Le Torero secoua tristement la tête:

– Je tiens ces détails du ganadero qui m’a élevé, et je suis bien sûr qu’il ne m’a pas menti. Dans quel but, d’ailleurs? Il connaissait, dans tous ses détails, l’histoire de ma famille, et s’il n’a jamais consenti à me révéler certaines choses, comme le nom de mes parents, par exemple, c’est que, m’a-t-il souvent répété: «Le jour où votre existence sera connue, si vous ignorez tout de votre famille on vous laissera peut-être vivre. Mais si on soupçonne que vous connaissez votre nom, vous êtes un homme mort!»
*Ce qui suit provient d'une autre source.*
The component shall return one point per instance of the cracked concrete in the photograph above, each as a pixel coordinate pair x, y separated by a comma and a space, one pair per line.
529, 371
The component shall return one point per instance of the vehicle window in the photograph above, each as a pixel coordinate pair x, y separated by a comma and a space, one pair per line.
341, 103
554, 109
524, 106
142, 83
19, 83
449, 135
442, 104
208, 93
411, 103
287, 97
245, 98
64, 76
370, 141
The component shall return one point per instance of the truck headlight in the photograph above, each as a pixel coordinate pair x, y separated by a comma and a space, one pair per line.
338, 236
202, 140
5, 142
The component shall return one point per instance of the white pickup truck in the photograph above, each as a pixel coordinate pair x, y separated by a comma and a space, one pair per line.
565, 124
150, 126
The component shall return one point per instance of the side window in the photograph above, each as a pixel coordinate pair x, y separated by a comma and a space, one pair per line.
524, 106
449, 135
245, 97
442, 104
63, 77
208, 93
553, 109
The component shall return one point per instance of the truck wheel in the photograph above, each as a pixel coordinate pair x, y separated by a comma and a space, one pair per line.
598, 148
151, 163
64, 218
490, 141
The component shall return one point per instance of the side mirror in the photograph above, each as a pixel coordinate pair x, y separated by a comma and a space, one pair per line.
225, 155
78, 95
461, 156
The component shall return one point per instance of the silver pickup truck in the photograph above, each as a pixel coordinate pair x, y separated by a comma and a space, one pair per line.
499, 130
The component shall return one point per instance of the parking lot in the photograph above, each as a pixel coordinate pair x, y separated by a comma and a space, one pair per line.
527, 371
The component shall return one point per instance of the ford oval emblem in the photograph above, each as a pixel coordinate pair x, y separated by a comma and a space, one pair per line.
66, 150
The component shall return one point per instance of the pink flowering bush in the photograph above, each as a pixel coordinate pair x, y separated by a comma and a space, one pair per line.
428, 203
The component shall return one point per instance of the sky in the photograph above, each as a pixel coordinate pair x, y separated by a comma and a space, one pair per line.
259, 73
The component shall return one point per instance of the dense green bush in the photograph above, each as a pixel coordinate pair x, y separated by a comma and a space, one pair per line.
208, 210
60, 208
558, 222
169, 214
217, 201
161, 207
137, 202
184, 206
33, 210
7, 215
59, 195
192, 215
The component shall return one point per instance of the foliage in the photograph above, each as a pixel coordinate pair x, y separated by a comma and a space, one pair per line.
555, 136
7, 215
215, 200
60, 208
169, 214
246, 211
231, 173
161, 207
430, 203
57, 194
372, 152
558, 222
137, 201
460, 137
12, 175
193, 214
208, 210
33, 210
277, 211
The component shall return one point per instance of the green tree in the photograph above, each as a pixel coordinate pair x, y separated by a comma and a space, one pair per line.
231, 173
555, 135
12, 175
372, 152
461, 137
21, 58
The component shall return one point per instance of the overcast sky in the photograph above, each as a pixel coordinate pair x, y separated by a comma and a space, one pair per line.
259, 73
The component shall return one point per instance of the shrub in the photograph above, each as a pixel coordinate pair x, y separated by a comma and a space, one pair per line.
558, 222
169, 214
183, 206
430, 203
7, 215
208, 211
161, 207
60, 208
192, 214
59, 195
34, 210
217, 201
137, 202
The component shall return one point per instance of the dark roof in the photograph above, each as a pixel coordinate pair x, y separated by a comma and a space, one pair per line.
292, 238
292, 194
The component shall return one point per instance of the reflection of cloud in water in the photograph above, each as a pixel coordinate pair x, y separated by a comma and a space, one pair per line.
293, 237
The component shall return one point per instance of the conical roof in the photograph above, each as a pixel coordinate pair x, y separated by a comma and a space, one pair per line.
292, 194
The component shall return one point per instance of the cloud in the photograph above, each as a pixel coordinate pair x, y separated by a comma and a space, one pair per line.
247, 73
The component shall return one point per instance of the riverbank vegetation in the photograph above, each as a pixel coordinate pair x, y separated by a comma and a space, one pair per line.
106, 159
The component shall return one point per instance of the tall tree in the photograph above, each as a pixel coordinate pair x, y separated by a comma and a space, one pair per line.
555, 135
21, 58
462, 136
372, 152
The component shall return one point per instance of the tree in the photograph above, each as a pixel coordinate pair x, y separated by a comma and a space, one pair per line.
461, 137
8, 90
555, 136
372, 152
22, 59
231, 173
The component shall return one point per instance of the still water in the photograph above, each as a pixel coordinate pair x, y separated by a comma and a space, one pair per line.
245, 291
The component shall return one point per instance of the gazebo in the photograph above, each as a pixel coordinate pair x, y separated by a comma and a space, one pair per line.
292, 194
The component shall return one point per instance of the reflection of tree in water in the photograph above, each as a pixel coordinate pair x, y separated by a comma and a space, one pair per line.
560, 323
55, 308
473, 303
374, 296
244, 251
– Comment cet homme, qui disait que la divulgation du secret de votre naissance vous serait mortelle, a-t-il pu consentir à vous dévoiler certains détails qu’il eût été plus humain de vous laisser ignorer?

– C’est que, dit gravement le Torero, il pensait que le premier devoir d’un fils est de venger la mort de ses parents. C’est pourquoi il m’a dit et répété que, peu de temps après ma naissance, mon père et ma mère sont morts de mort violente, assassinés par Philippe, roi d’Espagne… Vous comprenez maintenant pourquoi j’ai dit et je répète que cet homme ne mourra que de ma main.

– Je comprends en effet, dit Pardaillan, qui cherchait ce qu’il pourrait dire ou faire pour détourner le jeune homme de ce meurtre qui lui paraissait monstrueux. Mais prenez garde! Qui vous dit que le roi soit responsable? Qui vous dit que, croyant venger les vôtres, vous ne commettrez pas vous-même un crime plus monstrueux que l’assassinat que vous reprochez au roi?